While the airline has been trimming frills for years in economy, cuts are stretching to its premium cabins where business travellers are seeing luxury touches removed and food choices cut.

But Walsh has brushed off questions of wider damage being done to the brand through cost-cutting changes. “Change is a feature of our industry. The reality of it is the business has to change to remain relevant, not just to our existing customer base but to be relevant to a wider and new customer base.”

One BA cabin services director, who asked to remain anonymous, says the airline’s mantra has gone from being the “customer is king” to “cash is king” in the 20-odd years he has worked there. “A lot of us feel like the airline is going through a gradual, painful demise and customers are noticing it.

“We internally refer to ourselves as ‘cabin sorry directors’ because most of the time we are apologising for the state of the interiors or things that have gone wrong. It’s embarrassing,” he adds.

An era of enraged customers

Shashank Nigam, chief executive of SimpliFlying and author of SOAR, a book on airline branding, says carriers should remember that it is the “age of the enraged customer”.

“I believe it is important that management set the right brand expectations and then over deliver on them. For example, if BA expects me to pay for a sandwich on a flight, then it better be the best sandwich ever served on a flight,” he says.

While BA’s Club World business seats were innovative when launched more than 15 years ago, they have not been significantly changed since, which has left them with a more dated product in the premium cabin than most of its Gulf and US-based rivals.

“It is a very clever design. They can fit in more passengers than other fully flat business-class seat. That’s why they probably haven’t felt any pressure to change it,” says Tom Otley of Business Traveller magazine.

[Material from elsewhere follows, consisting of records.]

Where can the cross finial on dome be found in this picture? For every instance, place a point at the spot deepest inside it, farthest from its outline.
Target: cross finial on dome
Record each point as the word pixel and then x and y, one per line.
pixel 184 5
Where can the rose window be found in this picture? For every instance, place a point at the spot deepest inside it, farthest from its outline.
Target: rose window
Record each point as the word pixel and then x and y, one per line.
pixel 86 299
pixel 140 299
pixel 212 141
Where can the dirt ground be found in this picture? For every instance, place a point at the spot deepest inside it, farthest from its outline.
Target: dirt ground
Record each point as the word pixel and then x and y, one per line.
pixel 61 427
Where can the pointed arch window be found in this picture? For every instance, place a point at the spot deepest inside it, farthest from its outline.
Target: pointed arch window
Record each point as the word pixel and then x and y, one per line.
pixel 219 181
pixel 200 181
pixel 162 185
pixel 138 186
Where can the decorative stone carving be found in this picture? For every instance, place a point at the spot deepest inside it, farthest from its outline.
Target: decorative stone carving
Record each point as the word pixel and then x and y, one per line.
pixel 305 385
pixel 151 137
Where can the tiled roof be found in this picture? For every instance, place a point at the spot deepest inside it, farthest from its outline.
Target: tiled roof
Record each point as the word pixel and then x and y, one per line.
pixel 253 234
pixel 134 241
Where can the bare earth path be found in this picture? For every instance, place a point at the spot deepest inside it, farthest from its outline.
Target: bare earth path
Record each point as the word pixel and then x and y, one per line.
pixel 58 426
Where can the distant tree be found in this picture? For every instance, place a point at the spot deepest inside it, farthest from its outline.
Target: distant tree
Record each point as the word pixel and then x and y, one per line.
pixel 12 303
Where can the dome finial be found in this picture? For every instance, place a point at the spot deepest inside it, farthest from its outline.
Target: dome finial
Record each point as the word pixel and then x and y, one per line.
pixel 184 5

Others suggest the airline is protected by its strong position at Heathrow, where it has a market share of 56 per cent, and its popular frequent flyer programme. “BA offers nonstop flights to London from more destinations and at higher frequencies than any other airline. Combined with the frequent flyer programme and Avios points, this means they have a strong grip on most of the [London] market,” says one City analyst.

In April, BA revealed plans for a £400 million investment into Club World, with a focus on improved catering as well as a new business-class seat. However, critics point out that the seat – of which there are no details yet – will not be ready until 2019 and will initially be available only on its A350 and 787-10 aircraft, representing a small share of the fleet.

Another cabin crew member says she is concerned that BA thinks its strong market share means it can get away with reducing quality. “They said we’ll take off the free food for economy and invest that money into Club, but I can’t see that they have done that. In Club Europe, the product you are now getting is not an enhanced product, it is actually a reduced one,” she says.

“It is remarkable how aware the frequent traveller is of every change that is made,” says one former director of BA. “They are probably more aware of the product than most of the people in the airline whose job it is to manage the delivery.”

Up until last weekend, passenger dissatisfaction did not appear to have dented demand at BA. The airline continues to see its passenger numbers grow, rising from 37.6 million in 2012 to 44.5 million in 2016. But with customer and employee satisfaction scores, based on Skytrax and Glassdoor surveys, already among the lowest in the industry, analysts say BA will need to work hard to repair the damage caused by the IT chaos.

Walsh admits to being “clearly concerned” that the incident has damaged the brand, adding: “It’s going to be difficult . . . there are lots of angry customers out there. We will have to work hard to make sure we satisfy them.”